Solyman, overhearing as he enters some of the nobles propose a disgraceful peace and the surrender of Jerusalem, hotly opposes such a measure, and thus infuses new courage into their breasts.

Canto XI. Meantime Godfrey of Bouillon, having buried his dead, questions the knights who were lured away by Armida, and they relate that, on arriving near the Dead Sea, they were entertained at a sumptuous banquet, where they were given a magic draught, which transformed them for a time into sportive fishes. Armida, having thus demonstrated her power over them, threatened to use it to keep them prisoners forever unless they would promise to abjure their faith. One alone yielded, but the rest, delivered as prisoners to an emissary from Egypt, were met and freed from their bonds by the brave Rinaldo, who, instead of accompanying them back to camp, rode off toward Antioch.

The Christians now prepare for their final assault, and, advised by Peter the Hermit, walk in solemn procession to the Mount of Olives, where, after singing hymns, all devoutly receive Communion. Thus prepared for anything that may betide, they set out on the morrow to scale the city walls, rolling ahead of them their mighty engines of war, by means of which they hope to seize the city.

Most of the Crusaders have laid aside their heavy armor and assumed the light gear of foot-soldiers the better to scale the walls, upon which Clorinda is posted, and whence she shoots arrow after arrow at the assailants. Wounded by one of the missiles flung from the wall, Godfrey seeks his tent, where, the physician failing to extract the barb, an angel brings a remedy from heaven which instantly cures the wound.

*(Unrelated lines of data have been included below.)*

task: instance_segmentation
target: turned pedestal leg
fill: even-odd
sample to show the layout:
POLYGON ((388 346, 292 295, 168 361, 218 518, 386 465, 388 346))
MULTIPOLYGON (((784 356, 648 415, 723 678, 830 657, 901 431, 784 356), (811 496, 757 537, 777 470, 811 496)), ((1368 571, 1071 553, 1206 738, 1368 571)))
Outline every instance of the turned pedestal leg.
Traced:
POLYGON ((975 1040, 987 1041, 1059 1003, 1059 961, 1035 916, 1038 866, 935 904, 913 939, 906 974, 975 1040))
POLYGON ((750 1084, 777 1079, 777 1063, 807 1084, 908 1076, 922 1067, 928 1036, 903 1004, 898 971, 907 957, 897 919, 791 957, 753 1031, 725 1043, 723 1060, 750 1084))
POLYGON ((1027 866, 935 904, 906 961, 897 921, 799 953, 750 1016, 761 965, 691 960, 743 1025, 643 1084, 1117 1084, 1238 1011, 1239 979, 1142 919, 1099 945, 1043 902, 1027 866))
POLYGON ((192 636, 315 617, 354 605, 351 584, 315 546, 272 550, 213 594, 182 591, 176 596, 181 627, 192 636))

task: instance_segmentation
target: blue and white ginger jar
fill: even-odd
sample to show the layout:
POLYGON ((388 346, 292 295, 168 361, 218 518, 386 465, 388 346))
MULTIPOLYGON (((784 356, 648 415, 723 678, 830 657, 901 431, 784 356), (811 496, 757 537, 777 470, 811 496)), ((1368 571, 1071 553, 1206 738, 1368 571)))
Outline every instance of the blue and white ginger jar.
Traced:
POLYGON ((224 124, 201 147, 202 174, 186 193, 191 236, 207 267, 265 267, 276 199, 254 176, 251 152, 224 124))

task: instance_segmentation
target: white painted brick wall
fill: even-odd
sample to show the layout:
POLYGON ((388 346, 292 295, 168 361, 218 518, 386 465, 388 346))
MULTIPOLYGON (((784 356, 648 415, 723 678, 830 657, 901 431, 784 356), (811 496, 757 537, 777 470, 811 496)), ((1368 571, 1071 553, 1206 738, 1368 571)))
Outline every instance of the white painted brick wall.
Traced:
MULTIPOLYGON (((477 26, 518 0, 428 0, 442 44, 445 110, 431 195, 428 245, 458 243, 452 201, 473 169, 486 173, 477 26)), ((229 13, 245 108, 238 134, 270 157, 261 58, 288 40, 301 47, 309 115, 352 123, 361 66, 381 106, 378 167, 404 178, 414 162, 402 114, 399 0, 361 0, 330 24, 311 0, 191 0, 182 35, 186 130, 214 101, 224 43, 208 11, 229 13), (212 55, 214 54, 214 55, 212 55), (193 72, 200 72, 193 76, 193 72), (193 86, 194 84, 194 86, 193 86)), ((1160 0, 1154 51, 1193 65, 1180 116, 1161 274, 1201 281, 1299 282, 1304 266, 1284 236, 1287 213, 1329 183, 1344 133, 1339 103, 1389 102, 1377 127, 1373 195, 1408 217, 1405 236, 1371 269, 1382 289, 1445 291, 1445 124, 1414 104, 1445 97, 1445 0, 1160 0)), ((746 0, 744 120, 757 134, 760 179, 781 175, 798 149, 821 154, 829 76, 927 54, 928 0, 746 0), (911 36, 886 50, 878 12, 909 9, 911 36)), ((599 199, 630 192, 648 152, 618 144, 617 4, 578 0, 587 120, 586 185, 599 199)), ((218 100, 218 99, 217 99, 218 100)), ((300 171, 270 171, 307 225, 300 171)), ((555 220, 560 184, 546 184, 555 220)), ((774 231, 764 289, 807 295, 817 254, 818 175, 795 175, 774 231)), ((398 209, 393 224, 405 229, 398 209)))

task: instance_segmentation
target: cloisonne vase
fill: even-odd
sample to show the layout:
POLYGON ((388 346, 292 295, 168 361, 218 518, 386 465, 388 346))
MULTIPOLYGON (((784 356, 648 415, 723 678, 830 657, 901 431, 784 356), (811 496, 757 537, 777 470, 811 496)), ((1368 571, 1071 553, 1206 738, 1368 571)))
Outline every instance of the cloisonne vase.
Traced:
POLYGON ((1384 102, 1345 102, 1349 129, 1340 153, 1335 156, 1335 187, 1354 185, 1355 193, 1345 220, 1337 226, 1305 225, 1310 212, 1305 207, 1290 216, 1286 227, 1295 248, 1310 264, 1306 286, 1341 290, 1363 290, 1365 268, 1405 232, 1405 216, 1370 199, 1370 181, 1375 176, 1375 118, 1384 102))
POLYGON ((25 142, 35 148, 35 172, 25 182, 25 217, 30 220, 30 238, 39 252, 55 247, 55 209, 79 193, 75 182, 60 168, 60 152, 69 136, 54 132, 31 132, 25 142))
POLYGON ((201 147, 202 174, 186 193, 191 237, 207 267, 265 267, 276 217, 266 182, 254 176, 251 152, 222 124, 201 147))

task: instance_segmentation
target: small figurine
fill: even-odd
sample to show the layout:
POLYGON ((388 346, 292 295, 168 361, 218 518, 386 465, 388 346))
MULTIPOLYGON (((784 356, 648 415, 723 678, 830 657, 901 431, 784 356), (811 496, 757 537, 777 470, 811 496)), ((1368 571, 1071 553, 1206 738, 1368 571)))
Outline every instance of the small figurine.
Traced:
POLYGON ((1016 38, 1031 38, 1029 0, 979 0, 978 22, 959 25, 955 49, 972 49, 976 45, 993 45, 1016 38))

Canto XII. After awhile, seeing she does not do as much execution as she would like, Clorinda proposes to Argantes that they steal out of the city by night, and by chemical means set fire to the engines with which the Christians are threatening to capture the city. Willingly Argantes promises to accompany her in this perilous venture, but her slave, hoping to dissuade her, now reveals to her for the first time, the story of her birth, and informs her she is the daughter of a Christian. He adds her dying mother besought him to have her child baptized, a duty he had failed to perform, although repeatedly warned by visions to repair his neglect. But, although similar visions have frequently haunted the dreams of Clorinda herself, she persists in her undertaking to set fire to the war machines.